The most common wildcard symbols are the question which stands for a single character and the asterisk which stands for a contiguous string of characters.
The backslash in the above-mentioned command is a globbing character, that provides a way of expanding wildcard characters in a non specific file name into a set of specific filenames. It keeps timestamp information in the database, when you update the mlocate database. The mlocate command is a brand new implementation of locate. By the way, the search results only include files to which the current user has access, it indexes the entire file system. Whereis command displays everything it finds whereas the which command only displays the first executable it finds, whenit gets to results displayed by default. It’s a well you can use a graphical file manager to find files in Linux, like Nautilus in Gnome, Dolphin in KDE, and Thunar in Xfce.
Use the -name argument, to find files that match a specific pattern.
Command whereis -b firefox will display only /usr/bin/firefox as the result.
Basically not the paths to the source and the man pages, use the -b option, So if you seek for only the path to the executable to display.
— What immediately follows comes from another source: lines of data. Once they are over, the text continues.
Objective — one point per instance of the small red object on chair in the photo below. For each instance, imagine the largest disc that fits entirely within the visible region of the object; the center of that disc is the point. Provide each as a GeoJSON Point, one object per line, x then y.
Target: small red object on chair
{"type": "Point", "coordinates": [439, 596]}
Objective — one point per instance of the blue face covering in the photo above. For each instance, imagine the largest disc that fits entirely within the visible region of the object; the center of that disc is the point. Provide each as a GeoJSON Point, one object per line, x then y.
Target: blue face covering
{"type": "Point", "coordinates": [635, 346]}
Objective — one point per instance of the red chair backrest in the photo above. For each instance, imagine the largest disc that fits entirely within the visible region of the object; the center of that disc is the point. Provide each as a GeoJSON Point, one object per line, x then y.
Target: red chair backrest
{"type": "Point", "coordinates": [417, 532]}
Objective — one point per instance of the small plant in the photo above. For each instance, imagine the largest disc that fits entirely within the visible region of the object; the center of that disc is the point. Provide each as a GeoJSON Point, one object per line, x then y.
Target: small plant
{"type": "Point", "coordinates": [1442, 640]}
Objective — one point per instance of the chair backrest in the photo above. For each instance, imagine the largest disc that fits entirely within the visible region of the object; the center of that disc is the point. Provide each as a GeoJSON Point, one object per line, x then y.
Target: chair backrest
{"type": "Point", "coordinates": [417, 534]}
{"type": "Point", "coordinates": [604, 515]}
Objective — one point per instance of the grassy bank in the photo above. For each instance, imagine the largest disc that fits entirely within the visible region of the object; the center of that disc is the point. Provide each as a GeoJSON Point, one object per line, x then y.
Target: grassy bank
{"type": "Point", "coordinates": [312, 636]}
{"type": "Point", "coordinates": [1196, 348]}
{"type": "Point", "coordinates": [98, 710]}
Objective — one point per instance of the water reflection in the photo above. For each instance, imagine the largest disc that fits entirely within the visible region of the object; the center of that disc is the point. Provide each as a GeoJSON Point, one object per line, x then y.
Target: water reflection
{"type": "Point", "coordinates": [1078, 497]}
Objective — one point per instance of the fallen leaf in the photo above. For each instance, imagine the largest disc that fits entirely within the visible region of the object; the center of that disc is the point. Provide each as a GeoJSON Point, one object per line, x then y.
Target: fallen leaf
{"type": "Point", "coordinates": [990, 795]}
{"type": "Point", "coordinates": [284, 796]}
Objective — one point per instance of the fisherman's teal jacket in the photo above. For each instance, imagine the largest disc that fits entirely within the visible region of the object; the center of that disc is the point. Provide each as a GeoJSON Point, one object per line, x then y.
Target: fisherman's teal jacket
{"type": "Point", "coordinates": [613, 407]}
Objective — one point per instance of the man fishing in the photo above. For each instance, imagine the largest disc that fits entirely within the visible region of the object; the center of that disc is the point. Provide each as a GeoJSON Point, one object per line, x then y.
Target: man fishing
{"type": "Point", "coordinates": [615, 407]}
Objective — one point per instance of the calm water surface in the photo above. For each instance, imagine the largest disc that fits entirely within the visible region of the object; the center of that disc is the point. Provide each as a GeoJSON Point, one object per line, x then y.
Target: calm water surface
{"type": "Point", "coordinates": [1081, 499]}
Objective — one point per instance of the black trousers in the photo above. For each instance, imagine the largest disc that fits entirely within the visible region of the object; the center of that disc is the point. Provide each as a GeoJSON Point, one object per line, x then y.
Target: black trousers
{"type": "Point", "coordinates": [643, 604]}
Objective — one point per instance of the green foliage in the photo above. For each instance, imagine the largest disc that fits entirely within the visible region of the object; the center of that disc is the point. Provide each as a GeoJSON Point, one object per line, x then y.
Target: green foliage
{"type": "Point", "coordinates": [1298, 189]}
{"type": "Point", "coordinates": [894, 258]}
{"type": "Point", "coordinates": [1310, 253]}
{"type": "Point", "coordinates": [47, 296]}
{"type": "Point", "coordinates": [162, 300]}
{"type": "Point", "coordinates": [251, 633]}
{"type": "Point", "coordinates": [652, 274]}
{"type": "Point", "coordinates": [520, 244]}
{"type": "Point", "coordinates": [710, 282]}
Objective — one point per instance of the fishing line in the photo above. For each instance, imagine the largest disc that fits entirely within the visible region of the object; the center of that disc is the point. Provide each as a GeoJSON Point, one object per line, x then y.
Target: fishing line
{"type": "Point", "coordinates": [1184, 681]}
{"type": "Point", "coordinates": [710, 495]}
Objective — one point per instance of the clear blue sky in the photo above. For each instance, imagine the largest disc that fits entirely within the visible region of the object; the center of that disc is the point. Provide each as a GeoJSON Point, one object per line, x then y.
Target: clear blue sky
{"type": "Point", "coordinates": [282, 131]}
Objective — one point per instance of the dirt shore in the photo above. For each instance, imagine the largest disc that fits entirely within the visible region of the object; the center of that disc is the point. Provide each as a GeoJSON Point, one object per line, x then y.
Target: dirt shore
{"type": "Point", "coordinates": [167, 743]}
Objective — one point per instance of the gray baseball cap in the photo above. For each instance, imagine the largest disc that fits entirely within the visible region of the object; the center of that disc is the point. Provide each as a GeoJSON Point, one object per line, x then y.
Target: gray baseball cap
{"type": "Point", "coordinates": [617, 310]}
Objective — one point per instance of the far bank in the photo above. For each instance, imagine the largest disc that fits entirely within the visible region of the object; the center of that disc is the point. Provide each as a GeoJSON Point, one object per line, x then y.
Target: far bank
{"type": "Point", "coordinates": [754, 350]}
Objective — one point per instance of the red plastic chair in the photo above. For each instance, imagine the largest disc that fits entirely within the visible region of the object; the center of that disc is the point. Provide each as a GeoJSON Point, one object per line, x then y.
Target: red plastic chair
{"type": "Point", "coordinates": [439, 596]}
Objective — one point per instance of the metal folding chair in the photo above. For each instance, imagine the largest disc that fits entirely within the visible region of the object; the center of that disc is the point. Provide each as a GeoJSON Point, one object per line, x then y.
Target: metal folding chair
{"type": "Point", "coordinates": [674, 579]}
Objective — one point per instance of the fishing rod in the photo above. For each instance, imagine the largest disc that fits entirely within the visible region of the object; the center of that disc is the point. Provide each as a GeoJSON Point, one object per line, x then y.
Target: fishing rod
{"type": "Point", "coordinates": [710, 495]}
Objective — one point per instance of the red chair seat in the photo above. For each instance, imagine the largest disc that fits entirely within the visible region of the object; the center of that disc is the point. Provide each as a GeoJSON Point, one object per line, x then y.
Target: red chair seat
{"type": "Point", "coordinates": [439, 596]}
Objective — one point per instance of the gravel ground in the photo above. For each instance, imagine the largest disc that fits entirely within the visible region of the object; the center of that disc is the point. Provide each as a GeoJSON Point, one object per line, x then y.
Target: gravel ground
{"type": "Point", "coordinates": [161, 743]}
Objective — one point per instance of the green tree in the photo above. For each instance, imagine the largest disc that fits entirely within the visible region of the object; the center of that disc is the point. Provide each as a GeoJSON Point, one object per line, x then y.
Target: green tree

This is handy since you will most probably search for a program’s executable file more often than you would search for source and man pages for that program. The find command has loads of options available for refining the search. Oftentimes the whereis command searches through a list of specific directories for the binary, source, and man files whereas the which command searches the directories listed in the current user’s PATH environment variable. For more information about either the locate or the mlocate command, type man locate or man mlocate at the command prompt in a Terminal window and press Enter.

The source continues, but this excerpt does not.